The front row collides and the whistle sounds. The referee awards a full-arm penalty to the Reds. The shot at goal is chosen – and executed – before the players trudge back to beyond halfway where the game recommences with a long kickoff. At this point the Reds begin their journey to get out of their own half and back down the other end of the field. The psychology in this part of the field is vastly different to when you're at the other end – you won't see the flashy stuff here!

Had a try been scored from this key moment it would have shifted the mindset of the crowd as they would spend halftime thinking about what might be and not what went wrong. Anticipation is a big part of sport and the opportunity for supporters to 'feel' the atmosphere is a major reason.

When I reviewed the Rebels game this is one pivotal moment that sticks out and I am left wondering what might have been. Missed opportunities are critical in sport, including the ones that aren't always as easily spotted, and this is an occasion where we felt we could have potentially changed the dynamics of the game.

Discussing the cause and affect of these situations is also interesting so let's dig deeper to assess the outcome this moment had on the entertainment and result of the game.

A penalty at the scrum does many things. It makes the actual scrum disappear for a start. Your immediate reaction might be that this is a good thing but probably not for the team on attack.

The penalty goal will also tick the box as an outcome and therefore it can be argued that an advantage has been given to the attacking team. When you consider scoring tries is our primary focus, this argument is only valid when the penalty is awarded outside of goal kicking range.

Not many captains will turn down three points but the reality is this means the opportunity of seven points disappears. You also need to add the loss of territory and 75 metres resulting from the ensuing kickoff. It's a discounted haul for the attack.

I can hear you all yelling tap and go! This would please those on the edge of their seats and is actually a viable option provided you have a reasonable chance of scoring, or at a minimum, engineering a tactical advantage.

It's so viable that we even tried this tactic in the second half but to no avail. We accrued a series of penalties and advantages and eventually took a shot at goal before retreating to the other side of the field. We spent five minutes attacking their line and could have kicked at goal, but we really wanted to score a try.
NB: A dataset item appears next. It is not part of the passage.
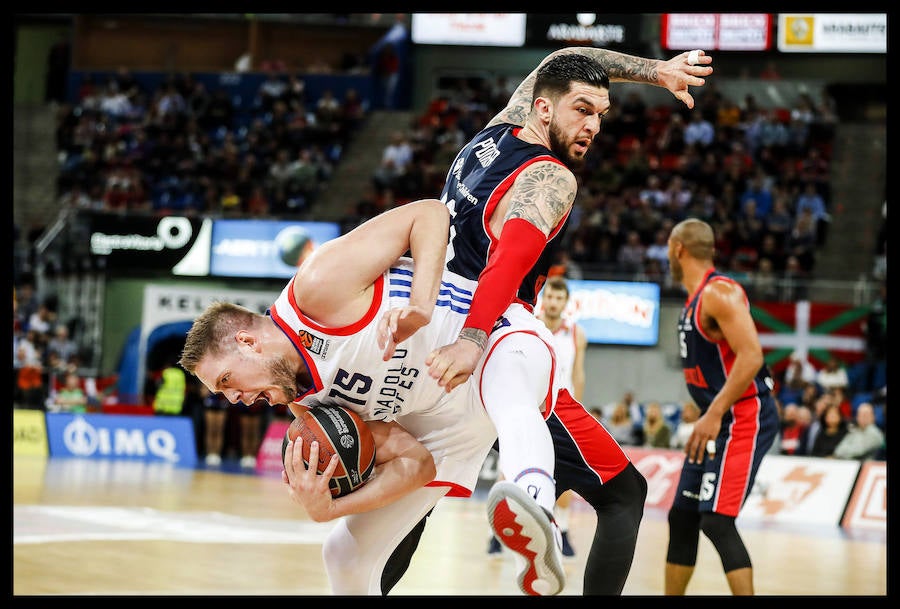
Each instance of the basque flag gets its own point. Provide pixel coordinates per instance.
(815, 331)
This brings me to my next point. The yellow card for cynical play seems to have drifted from the game. While I can't believe I am advocating this, the reality is yellow cards equal more tries and it also serves as a deterrent against repeated and deliberate infringements.

On average at the Reds, we concede one try for every yellow card we receive. That's an extremely high ratio.

As much as seeing 15 players go against 14 is unfair, so to is cynical play that goes unpunished. It deprives the fans and takes the fun from a match.

I'm of the belief that there is enough homogeny in today's game. It has been boxed to create equity rather than encourage superiority. While we play around with the interpretations, we need to be vigilant on the affect this has to our game and we need to understand the cause of how the game is played directly links to fans.

We need them to be sitting on the edges of their seats in anticipation of what is about to come. Not sitting back and ruing what could have been.